Since the OP referred to only one handgun and only one caliber, that makes this a rather difficult decision to take. My heart would be with my primary carry gun; a gen3 Glock 23. But my logical mind tells me to go with my gen3 Glock 19 because of the better chance at availability of 9mm ammo from a variety of sources. My county police are issued Glocks in .45ACP and one of the counties next door get theirs in .40S&W.

So let's see.... one handgun, eh? How about this. I take my gen3 G23 and the mags, barrel, and RSA from my gen3 G19. That way I satisfy the OP's requirement for one handgun, but I have the internals for both a G23 and a G19. Oops, the ejector is not the same on these guns so I would also have to have the trigger assembly from the G19 as well.

Not sure if that would satisfy the OP but hey, it would still be one gun. But back to his scenario. I suppose the G19 would be the one, though I would prefer my primary G23.


----------



## Glock Doctor (Mar 14, 2011)

Since I was, about, 18 years old I've always had at least one 45 ACP, and one 9mm pistol. 
(On occasion I've owned as many as 3 to 5 of each; but, then again, I've always been excessive; and I love pistols!) :smt083


----------



## spooler41 (Dec 5, 2013)

I'm stuck with what i have on hand,3 .22 autos, 1 .22mag., 1 38/357, & 2 9mm autos. 
There could possibly be more ,all depends on timeing. 
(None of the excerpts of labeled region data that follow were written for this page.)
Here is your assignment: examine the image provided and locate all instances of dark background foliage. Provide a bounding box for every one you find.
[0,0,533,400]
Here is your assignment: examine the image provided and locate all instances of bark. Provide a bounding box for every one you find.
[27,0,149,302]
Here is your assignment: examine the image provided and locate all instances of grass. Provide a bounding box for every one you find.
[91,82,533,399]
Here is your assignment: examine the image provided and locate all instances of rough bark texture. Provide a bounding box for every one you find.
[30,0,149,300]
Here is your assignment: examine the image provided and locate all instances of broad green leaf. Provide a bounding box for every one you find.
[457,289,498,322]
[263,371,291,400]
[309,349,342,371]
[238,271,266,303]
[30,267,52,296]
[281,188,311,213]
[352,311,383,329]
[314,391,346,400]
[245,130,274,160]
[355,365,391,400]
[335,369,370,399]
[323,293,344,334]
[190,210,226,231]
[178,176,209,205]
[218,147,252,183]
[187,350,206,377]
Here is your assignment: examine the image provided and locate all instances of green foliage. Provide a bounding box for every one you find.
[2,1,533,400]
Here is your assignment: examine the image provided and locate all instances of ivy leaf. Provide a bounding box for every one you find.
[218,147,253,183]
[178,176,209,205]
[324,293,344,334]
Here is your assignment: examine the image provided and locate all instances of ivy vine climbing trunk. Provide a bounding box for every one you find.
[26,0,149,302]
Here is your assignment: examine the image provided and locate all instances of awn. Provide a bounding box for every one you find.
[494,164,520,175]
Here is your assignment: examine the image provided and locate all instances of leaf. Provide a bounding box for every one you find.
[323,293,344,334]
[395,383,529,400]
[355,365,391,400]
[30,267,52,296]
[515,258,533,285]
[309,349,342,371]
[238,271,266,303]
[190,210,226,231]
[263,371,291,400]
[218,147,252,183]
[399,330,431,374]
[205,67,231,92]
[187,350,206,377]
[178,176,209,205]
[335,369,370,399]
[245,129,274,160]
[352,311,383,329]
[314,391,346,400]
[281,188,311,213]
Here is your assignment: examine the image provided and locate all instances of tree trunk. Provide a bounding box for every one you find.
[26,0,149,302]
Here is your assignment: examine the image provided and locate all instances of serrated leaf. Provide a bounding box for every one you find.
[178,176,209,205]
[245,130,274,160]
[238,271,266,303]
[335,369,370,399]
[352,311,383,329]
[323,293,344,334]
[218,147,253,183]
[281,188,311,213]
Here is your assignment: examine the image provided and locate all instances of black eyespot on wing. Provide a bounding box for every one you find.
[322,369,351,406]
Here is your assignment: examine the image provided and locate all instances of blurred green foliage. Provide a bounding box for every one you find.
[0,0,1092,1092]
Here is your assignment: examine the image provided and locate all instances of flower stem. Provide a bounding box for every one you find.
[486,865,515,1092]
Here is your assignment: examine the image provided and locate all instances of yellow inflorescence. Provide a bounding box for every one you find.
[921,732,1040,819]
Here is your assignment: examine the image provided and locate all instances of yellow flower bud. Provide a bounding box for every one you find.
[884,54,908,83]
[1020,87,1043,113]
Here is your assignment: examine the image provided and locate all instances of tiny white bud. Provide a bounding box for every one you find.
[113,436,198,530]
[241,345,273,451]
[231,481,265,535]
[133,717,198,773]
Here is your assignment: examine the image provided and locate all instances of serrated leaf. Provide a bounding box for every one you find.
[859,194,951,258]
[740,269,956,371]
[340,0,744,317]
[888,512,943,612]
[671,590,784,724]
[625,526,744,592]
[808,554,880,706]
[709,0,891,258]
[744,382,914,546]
..............................Jack


----------



## AdamSmith (Dec 18, 2013)

I would go with my 45 ACP and my pump action 12 gauge.

The 45 has 3 mags of 10 rounds each.

The 12 gauge is 8 + 1 and the bandoleer holds 50 shells.


----------



## Garyshome (Nov 6, 2013)

Is this is a trick question.... It's the one you own! If you happen to own more than one well there is a decision that needs to be made.


----------



## Scorpion8 (Jan 29, 2011)

rex said:


> I prefer the 45,but I have a Beretta 92 with 8 mags in case 45 dries up.The 9 is a worldwide cartridge so it will be plentiful to pilfer and plunder.


Ditto, except I start with the 9mm and hold the .45 as the 2nd choice.


----------



## OGCJason (Nov 4, 2013)

I keep SHTF info consolidated to immediate family...


----------